What kind of growth will Leggett & Platt generate?

earnings-and-revenue-growth
earnings-and-revenue-growth

Investors looking for growth in their portfolio may want to consider the prospects of a company before buying its shares. Buying a great company with a robust outlook at a cheap price is always a good investment, so let’s also take a look at the company's future expectations. Leggett & Platt's earnings over the next few years are expected to increase by 75%, indicating a highly optimistic future ahead. This should lead to more robust cash flows, feeding into a higher share value.

What this means for you:

Are you a shareholder? LEG’s optimistic future growth appears to have been factored into the current share price, with shares trading around its fair value. However, there are also other important factors which we haven’t considered today, such as the track record of its management team. Have these factors changed since the last time you looked at the stock? Will you have enough conviction to buy should the price fluctuates below the true value?

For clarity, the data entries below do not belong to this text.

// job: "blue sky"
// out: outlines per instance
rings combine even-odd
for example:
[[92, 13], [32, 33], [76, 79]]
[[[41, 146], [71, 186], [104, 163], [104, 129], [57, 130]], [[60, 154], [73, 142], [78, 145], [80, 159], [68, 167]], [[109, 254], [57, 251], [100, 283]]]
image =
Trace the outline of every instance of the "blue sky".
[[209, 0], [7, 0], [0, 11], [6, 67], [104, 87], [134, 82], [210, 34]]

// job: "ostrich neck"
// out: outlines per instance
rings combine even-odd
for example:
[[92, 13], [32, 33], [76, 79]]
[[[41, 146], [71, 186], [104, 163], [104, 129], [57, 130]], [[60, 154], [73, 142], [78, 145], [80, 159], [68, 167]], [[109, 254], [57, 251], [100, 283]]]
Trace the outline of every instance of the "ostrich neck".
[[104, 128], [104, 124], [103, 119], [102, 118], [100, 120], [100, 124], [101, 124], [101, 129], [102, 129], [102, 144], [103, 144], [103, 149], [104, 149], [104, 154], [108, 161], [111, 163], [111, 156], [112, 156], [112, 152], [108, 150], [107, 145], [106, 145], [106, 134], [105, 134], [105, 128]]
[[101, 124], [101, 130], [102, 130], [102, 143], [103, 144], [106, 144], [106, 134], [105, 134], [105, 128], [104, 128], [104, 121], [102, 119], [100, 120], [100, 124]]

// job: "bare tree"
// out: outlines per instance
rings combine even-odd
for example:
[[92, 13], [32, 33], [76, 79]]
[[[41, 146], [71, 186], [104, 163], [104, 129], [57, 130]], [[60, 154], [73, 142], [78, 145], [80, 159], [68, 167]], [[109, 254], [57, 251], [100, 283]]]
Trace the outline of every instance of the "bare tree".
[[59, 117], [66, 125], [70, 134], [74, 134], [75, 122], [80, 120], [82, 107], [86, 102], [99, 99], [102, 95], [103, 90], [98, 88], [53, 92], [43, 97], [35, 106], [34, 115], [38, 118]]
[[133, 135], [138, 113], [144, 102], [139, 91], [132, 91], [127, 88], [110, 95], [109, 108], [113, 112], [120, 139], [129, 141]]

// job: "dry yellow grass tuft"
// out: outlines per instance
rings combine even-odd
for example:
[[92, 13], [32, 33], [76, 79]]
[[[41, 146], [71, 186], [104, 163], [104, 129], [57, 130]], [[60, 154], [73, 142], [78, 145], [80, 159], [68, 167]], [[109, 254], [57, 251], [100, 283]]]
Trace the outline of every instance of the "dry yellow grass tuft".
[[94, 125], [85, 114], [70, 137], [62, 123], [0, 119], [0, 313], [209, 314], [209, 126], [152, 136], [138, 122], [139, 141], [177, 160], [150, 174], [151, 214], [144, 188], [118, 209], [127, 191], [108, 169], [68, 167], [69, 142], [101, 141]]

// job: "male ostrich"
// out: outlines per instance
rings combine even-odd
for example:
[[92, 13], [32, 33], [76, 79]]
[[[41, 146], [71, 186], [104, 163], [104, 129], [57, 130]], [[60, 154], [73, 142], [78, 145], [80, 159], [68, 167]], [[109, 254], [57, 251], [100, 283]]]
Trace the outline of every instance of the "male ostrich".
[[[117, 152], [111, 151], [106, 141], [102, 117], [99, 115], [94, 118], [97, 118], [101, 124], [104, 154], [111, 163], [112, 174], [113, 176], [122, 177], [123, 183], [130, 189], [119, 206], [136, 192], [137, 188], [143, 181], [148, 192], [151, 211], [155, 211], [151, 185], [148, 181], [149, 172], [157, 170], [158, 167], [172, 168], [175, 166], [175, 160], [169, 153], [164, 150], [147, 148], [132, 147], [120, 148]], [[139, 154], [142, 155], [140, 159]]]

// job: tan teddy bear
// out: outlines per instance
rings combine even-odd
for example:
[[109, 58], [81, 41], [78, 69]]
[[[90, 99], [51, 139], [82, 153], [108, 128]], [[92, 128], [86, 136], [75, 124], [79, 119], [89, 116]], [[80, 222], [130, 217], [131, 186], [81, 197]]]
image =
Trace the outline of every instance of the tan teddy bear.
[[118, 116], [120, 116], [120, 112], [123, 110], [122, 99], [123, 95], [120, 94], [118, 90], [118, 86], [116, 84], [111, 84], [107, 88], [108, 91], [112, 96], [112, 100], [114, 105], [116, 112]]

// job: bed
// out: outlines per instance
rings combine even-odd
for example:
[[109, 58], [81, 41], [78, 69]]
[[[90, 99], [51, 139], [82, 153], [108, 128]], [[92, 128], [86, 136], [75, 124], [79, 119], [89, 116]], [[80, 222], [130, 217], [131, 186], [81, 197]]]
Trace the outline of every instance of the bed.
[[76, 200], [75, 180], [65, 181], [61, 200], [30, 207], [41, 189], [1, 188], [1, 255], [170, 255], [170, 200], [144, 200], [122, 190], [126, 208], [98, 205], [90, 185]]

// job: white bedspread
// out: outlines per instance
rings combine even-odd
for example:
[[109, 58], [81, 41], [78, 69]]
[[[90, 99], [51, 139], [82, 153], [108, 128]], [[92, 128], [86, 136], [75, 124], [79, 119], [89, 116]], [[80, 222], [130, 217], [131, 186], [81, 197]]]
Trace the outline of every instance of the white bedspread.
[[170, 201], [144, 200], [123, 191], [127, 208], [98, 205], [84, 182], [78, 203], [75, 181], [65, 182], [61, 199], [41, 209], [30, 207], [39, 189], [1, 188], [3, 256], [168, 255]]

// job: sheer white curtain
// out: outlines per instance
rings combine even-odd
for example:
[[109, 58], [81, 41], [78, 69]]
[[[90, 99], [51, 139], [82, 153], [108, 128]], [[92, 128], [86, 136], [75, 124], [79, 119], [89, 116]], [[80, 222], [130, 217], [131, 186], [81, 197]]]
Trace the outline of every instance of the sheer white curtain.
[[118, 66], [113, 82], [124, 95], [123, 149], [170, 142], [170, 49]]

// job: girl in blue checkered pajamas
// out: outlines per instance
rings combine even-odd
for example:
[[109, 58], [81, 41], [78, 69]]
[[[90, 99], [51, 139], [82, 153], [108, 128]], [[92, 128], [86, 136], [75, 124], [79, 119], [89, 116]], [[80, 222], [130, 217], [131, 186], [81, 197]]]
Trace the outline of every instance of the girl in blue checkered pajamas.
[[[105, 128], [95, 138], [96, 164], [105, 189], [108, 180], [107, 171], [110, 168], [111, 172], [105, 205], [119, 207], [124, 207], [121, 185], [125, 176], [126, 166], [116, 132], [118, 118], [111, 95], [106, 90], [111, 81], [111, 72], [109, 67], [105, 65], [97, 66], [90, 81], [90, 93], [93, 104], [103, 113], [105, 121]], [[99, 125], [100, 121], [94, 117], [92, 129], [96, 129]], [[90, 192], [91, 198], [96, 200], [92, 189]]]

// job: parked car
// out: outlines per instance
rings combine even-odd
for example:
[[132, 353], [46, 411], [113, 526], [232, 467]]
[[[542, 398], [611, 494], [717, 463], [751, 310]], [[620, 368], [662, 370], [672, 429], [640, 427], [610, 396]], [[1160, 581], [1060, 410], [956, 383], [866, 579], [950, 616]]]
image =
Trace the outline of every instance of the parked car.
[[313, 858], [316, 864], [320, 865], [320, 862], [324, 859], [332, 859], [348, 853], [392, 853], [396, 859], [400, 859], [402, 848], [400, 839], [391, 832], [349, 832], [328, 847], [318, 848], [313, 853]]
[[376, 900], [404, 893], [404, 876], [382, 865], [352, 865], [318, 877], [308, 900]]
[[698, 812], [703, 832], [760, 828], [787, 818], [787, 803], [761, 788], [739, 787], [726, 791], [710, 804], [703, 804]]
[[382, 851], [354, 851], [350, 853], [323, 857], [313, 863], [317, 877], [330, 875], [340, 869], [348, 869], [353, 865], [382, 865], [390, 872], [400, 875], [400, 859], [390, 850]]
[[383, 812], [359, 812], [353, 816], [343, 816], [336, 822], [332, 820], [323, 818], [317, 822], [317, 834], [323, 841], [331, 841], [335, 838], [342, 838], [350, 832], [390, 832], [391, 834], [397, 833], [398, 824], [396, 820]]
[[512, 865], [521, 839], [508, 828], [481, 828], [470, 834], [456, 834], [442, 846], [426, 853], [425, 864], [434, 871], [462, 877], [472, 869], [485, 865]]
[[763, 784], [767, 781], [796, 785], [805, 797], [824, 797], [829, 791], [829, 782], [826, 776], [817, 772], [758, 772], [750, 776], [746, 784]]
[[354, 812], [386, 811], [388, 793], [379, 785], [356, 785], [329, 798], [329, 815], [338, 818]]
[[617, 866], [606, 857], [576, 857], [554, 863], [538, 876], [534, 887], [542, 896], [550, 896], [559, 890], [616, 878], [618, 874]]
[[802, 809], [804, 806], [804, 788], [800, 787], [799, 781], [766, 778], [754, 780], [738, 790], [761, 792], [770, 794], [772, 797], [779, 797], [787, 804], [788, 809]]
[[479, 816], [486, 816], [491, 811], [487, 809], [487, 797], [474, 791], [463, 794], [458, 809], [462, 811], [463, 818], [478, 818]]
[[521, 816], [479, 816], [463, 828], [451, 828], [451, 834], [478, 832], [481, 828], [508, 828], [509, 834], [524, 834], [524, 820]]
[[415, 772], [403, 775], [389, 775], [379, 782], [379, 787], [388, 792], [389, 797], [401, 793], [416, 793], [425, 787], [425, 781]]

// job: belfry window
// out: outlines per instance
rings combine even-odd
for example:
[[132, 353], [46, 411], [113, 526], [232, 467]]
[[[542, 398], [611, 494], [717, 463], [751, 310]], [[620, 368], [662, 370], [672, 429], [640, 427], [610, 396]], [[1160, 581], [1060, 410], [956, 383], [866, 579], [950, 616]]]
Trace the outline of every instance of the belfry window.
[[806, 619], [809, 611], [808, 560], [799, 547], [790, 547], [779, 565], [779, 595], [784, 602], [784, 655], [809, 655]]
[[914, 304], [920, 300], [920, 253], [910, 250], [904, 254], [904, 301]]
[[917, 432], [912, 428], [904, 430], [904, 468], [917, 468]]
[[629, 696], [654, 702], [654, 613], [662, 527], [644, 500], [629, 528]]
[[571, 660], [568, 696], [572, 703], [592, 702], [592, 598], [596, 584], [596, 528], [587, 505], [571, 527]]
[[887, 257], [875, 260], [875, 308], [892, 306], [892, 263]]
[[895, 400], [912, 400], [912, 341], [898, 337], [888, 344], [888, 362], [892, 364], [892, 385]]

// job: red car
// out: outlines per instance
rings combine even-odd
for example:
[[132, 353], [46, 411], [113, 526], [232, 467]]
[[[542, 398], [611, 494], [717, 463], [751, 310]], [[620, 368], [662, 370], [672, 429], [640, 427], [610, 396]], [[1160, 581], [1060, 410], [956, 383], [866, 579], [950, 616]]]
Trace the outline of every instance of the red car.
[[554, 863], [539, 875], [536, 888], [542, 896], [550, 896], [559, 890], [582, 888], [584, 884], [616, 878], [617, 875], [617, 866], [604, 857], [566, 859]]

Are you a potential investor? If you’ve been keeping an eye on LEG, now may not be the most advantageous time to buy, given it is trading around its fair value. However, the optimistic prospect is encouraging for the company, which means it’s worth diving deeper into other factors such as the strength of its balance sheet, in order to take advantage of the next price drop.

In light of this, if you'd like to do more analysis on the company, it's vital to be informed of the risks involved. You'd be interested to know, that we found 2 warning signs for Leggett & Platt and you'll want to know about these.

If you are no longer interested in Leggett & Platt, you can use our free platform to see our list of over 50 other stocks with a high growth potential.

This article by Simply Wall St is general in nature. It does not constitute a recommendation to buy or sell any stock, and does not take account of your objectives, or your financial situation. We aim to bring you long-term focused analysis driven by fundamental data. Note that our analysis may not factor in the latest price-sensitive company announcements or qualitative material. Simply Wall St has no position in any stocks mentioned.